So far this is how I make batch effect in R, following was an attempted first option to include batch effect in design matrix, which I am not able to...
replicate_DMSO <- factor(c(1,1,1,1,2,2,2))
replicate_OHT <- factor(c(1,1,1,1,2,2,2))
Batch <- factor(c(1,1,1,1,2,2,2))
design_DMSO <- model.matrix(~replicate_DMSO + Batch)
design_OHT <- model.matrix(~replicate_OHT + Batch)
design_DMSO
(Intercept) replicate_DMSO2 Batch2
1 1 0 0
2 1 0 0
3 1 0 0
4 1 0 0
5 1 1 1
6 1 1 1
7 1 1 1
attr(,"assign")
[1] 0 1 2
attr(,"contrasts")
attr(,"contrasts")$replicate_DMSO
[1] "contr.treatment"
attr(,"contrasts")$Batch
[1] "contr.treatment"
design_OHT
(Intercept) replicate_OHT2 Batch2
1 1 0 0
2 1 0 0
3 1 0 0
4 1 0 0
5 1 1 1
6 1 1 1
7 1 1 1
attr(,"assign")
[1] 0 1 2
attr(,"contrasts")
attr(,"contrasts")$replicate_OHT
[1] "contr.treatment"
attr(,"contrasts")$Batch
[1] "contr.treatment"
The problem is then when I try to run later in edgeR analysis common dispersion I got those errors:
y_DMSO <- estimateGLMCommonDisp(y_DMSO, design_DMSO, verbose=TRUE)
Error in glmFit.default(y, design = design, dispersion = dispersion, offset = offset, :
Design matrix not of full rank.
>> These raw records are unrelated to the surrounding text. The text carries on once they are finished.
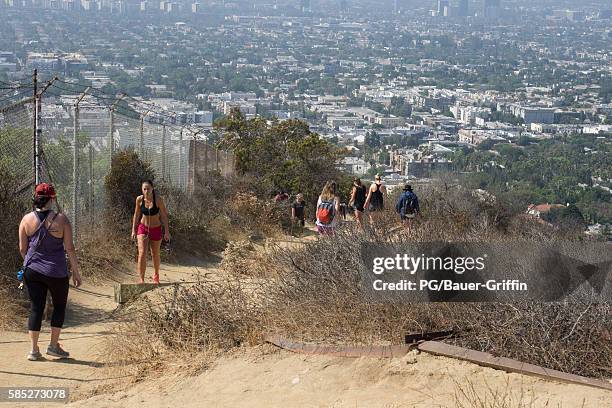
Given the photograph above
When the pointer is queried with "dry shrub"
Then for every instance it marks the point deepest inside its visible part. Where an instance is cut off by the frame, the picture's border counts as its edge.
(103, 249)
(209, 315)
(243, 258)
(254, 214)
(313, 293)
(317, 296)
(469, 395)
(13, 302)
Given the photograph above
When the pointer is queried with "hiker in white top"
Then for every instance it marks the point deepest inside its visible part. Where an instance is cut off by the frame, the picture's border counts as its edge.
(328, 209)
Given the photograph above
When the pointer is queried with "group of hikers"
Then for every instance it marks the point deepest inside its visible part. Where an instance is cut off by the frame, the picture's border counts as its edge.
(46, 237)
(330, 210)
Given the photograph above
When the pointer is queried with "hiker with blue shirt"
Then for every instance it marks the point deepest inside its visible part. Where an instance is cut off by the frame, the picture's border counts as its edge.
(407, 206)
The following coefficients not estimable:
Batch2
y_OHT <- estimateGLMCommonDisp(y_OHT, design_OHT, verbose=TRUE)
Error in glmFit.default(y, design = design, dispersion = dispersion, offset = offset, :
Design matrix not of full rank. The following coefficients not estimable:
Batch2
I know there is something off with my design matrix so I am wondering, do I really have to consider a batch effect in this case and how to address it to the design of the matrix.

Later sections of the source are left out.